Band 3 (container perimeter): air gap enforcement complete. DNS tunnelling, ICMP, routing, container escape vectors — all blocked. Band 4 (sandbox isolation): 58 pass, 15 warn, 0 fail. All warnings mitigated by defence-in-depth.

Band 5 (database security) was the only band with real findings. An S0 — audit log entries deletable via the owner role. An S1 — the application role could GRANT privileges to other roles, which shouldn’t be possible. Another S1 — the audit log missing user isolation policies for multi-user mode. Real findings with real mitigations needed.

On the capability side, genuine prompt completion hit 88.7% (up from 84% in the previous run). False positives dropped to 5.3% (down from 14.3%). Output quality grading on 283 genuine responses: 84.5% good, 9.5% acceptable, 5.7% poor, 0.4% broken (one empty response).
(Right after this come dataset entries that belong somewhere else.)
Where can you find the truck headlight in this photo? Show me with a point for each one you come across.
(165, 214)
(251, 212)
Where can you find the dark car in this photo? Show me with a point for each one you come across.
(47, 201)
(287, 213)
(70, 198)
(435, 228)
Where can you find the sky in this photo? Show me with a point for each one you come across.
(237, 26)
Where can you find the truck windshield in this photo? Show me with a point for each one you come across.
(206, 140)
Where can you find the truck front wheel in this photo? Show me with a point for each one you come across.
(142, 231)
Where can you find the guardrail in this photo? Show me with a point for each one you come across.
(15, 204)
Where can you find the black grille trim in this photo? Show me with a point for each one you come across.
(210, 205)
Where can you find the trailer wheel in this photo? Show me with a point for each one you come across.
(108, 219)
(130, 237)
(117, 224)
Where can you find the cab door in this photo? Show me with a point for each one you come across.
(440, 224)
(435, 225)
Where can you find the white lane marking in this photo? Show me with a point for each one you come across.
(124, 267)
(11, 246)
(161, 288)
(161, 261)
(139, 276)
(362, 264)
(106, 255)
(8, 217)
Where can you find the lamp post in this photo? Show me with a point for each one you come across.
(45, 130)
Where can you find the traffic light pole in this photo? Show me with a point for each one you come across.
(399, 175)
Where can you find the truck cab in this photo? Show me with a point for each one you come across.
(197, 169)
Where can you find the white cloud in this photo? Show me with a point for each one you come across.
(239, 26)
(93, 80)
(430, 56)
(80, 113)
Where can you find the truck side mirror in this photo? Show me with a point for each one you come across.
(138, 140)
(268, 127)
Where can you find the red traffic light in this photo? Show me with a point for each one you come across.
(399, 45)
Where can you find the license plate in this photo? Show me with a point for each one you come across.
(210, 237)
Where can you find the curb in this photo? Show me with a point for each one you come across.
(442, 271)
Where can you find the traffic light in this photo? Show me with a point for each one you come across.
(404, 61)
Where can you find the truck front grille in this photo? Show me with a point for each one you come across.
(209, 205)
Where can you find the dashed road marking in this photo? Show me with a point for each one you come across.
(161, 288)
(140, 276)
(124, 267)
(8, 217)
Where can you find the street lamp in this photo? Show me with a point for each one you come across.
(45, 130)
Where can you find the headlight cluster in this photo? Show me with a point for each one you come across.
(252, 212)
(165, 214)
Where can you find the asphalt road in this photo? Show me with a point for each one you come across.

The most satisfying result was episodic learning’s impact. G2 scenarios (which test whether the system applies lessons from past failures) went from 72% to 88.9%. G3 scenarios (multi-step tasks requiring adaptation) went from 62% to 87.5%. The system was measurably getting better at tasks it had seen before.

38 hours of automated testing with zero crashes, zero human intervention, and clear results. But the validation run only tests what the benchmark tests. The next question was whether the security pipeline could handle attacks designed specifically to find gaps.